Doug Kessler: I’m really looking forward to it. It’s a great line-up and a cool city.

People should know two things about me:

  1. I play the banjo.
  2. I promise not to.

If they miss my talk, well, they might as well just give up any hope of success in content marketing. They’ll just spin their wheels, repeating the same mistakes over and over again. Then the downward spiral starts. the self-recrimination. The drinking. The loss of bowel control. And it’s all so avoidable.

One of the questions you probably get thousands of times: what are some of the ingredients that make your SlideShare presentations go viral? And do share the juicy ones as well.

Doug Kessler: I could post-rationalise and make all our lucky moves sound like strategy, but — what the hell, I will:

  • Grab a timely issue that your target audience really cares about (it helps if you ARE your target audience. WE write for fellow content marketers).
  • Focus on one story within that issue. One angle. One spin.
  • Give it some attitude and energy.
  • Have fun.
  • Do a dozen or so rewrites to tighten it up.
  • Get a great designer to make the story leap off the page.
  • Most of all, treat SlideShare like a medium not a place where decks go to die.

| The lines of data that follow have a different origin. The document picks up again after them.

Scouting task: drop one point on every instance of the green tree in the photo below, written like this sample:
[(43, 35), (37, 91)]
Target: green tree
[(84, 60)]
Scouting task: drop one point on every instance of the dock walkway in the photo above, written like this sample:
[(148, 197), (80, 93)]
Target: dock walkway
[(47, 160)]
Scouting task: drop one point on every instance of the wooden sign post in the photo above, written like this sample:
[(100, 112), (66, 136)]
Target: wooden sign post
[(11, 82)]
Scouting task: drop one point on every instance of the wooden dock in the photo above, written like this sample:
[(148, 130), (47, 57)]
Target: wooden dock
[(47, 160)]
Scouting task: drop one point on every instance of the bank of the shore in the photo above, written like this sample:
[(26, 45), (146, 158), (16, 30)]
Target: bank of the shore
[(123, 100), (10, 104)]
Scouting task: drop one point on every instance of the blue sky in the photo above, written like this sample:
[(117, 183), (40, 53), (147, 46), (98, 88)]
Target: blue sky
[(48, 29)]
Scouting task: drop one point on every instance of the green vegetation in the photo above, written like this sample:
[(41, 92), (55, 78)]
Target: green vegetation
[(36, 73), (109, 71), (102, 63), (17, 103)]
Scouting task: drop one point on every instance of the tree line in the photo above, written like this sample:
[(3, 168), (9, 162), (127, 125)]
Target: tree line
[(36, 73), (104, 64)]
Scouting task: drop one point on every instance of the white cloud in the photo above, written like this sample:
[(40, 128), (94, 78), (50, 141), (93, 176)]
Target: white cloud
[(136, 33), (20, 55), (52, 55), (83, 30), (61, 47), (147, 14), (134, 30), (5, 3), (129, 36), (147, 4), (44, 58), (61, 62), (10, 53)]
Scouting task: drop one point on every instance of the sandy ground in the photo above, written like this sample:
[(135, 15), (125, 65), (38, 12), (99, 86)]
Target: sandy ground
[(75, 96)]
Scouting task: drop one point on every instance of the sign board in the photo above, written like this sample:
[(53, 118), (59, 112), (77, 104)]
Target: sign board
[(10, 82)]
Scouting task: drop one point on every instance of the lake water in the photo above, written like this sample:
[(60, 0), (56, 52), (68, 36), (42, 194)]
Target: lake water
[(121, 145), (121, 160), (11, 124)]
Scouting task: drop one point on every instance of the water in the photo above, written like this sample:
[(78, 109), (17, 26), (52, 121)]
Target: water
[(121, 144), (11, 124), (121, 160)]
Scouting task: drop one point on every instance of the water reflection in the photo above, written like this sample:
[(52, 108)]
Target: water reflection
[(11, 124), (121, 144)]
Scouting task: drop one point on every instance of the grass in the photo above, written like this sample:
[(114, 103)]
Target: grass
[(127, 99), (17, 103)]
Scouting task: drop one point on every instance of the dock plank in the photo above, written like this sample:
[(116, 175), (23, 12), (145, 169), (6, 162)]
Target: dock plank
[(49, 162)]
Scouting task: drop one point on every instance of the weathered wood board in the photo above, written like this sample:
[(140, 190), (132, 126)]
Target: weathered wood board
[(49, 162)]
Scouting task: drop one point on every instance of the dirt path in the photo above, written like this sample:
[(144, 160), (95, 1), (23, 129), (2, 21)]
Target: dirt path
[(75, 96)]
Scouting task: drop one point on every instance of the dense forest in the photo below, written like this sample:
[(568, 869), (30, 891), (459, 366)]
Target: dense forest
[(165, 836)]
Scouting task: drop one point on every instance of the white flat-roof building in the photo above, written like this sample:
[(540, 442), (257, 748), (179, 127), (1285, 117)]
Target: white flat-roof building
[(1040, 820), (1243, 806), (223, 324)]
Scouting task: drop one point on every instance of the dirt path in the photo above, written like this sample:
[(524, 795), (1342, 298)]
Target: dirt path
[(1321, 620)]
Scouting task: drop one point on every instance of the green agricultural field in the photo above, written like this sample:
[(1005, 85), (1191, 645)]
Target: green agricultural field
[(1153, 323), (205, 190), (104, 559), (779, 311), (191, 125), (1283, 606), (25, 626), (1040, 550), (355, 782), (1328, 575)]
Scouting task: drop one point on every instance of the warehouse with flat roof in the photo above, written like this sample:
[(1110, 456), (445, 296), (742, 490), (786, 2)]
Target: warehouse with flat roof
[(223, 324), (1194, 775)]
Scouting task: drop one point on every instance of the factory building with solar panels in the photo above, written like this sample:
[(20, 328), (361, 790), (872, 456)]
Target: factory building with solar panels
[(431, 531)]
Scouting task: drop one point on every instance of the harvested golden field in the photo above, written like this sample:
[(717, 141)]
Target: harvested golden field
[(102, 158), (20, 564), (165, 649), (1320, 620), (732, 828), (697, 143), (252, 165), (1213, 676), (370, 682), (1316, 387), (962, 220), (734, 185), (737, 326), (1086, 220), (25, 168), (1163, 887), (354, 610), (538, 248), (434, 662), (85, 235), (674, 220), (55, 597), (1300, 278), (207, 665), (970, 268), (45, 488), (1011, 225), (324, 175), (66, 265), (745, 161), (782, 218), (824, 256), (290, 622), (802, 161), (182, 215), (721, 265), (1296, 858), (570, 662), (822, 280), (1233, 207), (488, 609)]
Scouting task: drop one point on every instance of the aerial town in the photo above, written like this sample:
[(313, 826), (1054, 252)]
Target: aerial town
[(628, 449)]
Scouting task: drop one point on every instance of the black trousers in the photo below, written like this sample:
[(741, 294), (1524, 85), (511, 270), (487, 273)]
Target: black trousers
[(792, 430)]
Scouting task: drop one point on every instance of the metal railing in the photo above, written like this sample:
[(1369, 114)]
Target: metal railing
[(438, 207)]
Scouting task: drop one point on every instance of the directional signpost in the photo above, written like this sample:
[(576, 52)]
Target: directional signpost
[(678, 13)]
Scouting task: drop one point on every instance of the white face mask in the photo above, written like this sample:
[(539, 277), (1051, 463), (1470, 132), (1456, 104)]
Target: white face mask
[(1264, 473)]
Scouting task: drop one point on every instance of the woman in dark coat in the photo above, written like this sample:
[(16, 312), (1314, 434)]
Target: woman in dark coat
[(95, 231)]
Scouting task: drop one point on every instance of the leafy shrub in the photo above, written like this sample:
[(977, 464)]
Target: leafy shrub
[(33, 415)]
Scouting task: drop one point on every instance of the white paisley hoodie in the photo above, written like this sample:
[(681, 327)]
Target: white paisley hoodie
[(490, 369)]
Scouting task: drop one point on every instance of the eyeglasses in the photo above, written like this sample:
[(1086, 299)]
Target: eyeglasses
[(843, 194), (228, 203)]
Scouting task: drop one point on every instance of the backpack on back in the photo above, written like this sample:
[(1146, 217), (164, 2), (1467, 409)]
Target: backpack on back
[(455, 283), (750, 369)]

Too many brands are scared to take a stand - Doug Kessler

I’m not going to ask you more questions (thanks for the best event pitch ever by the way) as there are plenty of interviews with you (like here, here and here) so let me ask you to complete some sentences:

  • As a “displaced yank”, Doug Kessler has learned to write evangelise instead of evangelize by… classical conditioning using electric shocks and strawberries.
  • In his spare time Doug Kessler…collapses. Sadly. And maybe has a cheeseburger with his wife and kids. Or sees a movie. Then collapses.
  • Content marketing success is a result of…a relentless dedication to fun. Great content happens when the people making it are enjoying it. Lousy content happens when people approach it like a prostate exam.
  • The benefit of running a content marketing agency with a focus on B2B and to some extent technology is… Focus means you can become experts. And charge more.
  • During his career as a copywriter and later a content marketing pioneer Doug Kessler has been inspired by…Bill Bernbach, David Ogilvy, Rosser Reeves, Steve Trygg (old boss), Pete Liguori (old boss), Vladimir Nabokov, Gabriel Garcia Marquez, and later by Ann Handley, Joe Chernov, Joe Pulizzi…
  • Storytelling is…patterned cognitive play. (Says Brian Boyd, author of “The Origin of Stories“, which I loved).
  • The first step any company wanting to start with content marketing or improve it is… aim for one home-run piece. One great piece. One thing that is the definitive take on an issue.
  • A good content marketing strategy…always starts with goals.
  • This interview…has been a hoot. And is now over.